- The Washington Times - Wednesday, June 19, 2002

The long lines, surly service and poor record keeping plaguing the District's Department of Motor Vehicles have convinced Mayor Anthony A. Williams that he needs to get personally involved in cleaning up an agency he once called the "best run" in the city.
Mr. Williams has outlined a six-point plan he said will solve problems in the DMV. Part of his plan calls for hiring 30 additional employees to staff the counters at the District's Brentwood, Penn Branch and C Street locations where long lines form daily and speeding the renovation of the shuttered vehicle-inspection station on West Virginia Avenue NE.
"I am committed to finding solutions to the problems that have been identified," Mr.

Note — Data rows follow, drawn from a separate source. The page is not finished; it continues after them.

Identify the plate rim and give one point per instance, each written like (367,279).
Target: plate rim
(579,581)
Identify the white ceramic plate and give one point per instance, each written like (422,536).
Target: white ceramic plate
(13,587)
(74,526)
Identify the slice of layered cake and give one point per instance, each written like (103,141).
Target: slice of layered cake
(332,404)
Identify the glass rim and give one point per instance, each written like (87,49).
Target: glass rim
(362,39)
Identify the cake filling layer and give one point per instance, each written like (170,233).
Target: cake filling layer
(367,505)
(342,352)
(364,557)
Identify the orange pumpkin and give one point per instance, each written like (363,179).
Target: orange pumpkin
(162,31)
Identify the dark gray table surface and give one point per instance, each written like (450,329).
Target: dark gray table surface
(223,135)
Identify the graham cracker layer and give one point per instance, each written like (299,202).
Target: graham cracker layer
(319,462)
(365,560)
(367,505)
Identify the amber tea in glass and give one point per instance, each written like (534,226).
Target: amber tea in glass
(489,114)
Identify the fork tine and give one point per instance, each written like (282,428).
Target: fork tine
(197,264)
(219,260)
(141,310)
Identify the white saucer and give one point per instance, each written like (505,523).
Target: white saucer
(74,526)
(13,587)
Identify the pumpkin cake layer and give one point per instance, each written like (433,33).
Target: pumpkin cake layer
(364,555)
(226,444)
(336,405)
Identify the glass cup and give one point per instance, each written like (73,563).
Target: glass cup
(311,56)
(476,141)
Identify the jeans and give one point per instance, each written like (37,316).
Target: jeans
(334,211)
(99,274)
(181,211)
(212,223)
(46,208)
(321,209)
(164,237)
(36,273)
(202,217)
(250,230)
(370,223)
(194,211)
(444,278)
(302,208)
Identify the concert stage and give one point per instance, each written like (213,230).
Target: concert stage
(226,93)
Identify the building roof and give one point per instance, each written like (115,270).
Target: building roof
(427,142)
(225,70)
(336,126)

Williams said in a statement released yesterday. "Although we have made great strides, we have an obligation to take immediate steps to improve service delivery in this essential area."
The mayor's action comes after a recent series of stories in The Washington Times focusing on ongoing problems in the DMV.
The mayor is also under pressure from council members who feel the issue hasn't been a priority for the administration. Last week, council member Carol Schwartz, at-large Republican, held a hearing on the bugs in the agency's new Destiny computer system. Several residents complained that the system and the new collection policy that came with it is unreliable and unfair.
Numerous witnesses said they were being forced to pay for tickets on cars they no longer own, or pay tickets that dated back as much as 20 years.
Council member Kevin P. Chavous, Ward 7 Democrat, responding to some of the complaints about fines being assessed to the wrong people, indicated yesterday that if the mayor doesn't take action, he plans to introduce legislation that would protect residents from an overaggressive DMV.
Mr. Chavous' legislation would limit the DMV's ability to collect any overdue fines issued before 1998.
"He tabled the legislation for two weeks to give the mayor time to work with the council on reaching a better solution," said Kathy Etamad, spokeswoman for Mr. Chavous.
But forgiving old debts would be expensive, city officials say. DMV spokeswoman Regina Williams said the city is owed hundreds of million of dollars in overdue tickets dating back to 1981.
"On the whole, the city is owed $490.2 million in outstanding fines $127.6 million is owed by D.C. residents alone," Miss Williams said.
Mr. Williams has said many of the complaints are coming from people who owe the city money and that the new computer system is doing what it was designed to do: catch those people.
More details on Mr. Williams' plan are expected to be made public tomorrow. The 30 new employees are likely to come from a pool of candidates in "the Department of Employment Services' welfare-to-work program and from the Office on Aging," Miss Williams said.
DMV Director Sherryl Hobbs Newman said last week that 44 persons had applied for part-time jobs at the DMV but that only one had accepted a position.
Meanwhile, The Times reported yesterday that the city has more than doubled the number of parking-enforcement officers to 165 from 75 in the past year in a crackdown on illegal parking. Those new officers are expected to help the city improve by several million dollars on the $51 million in parking fines collected last year.
Mrs. Newman has been struggling to correct the problems at the Brentwood center. She said her office will be putting up "DMV parking only" to mollify Brentwood Square Shopping Center tenants, who say DMV customers are filling the limited spaces and choking out business.
Other problems, she said, may take longer.
An audit report obtained by The Times and first reported by WTTG (Fox-5) showed that the DMV wrongly collected and kept $17.8 million in ticket overpayments from 1981 to 1997. Mrs. Newman said her office has mailed more than 25,000 notices to persons who overpaid since July 1999 and are due refunds.
To date, the DMV has received 11,500 responses, and 8,400 persons have been reimbursed.
Mrs. Newman has said the new contract with Affiliated Computer Services, the Dallas-based company contracted to process ticket payments and archive records, is hampering her ability to obtain the information needed to make reimbursements.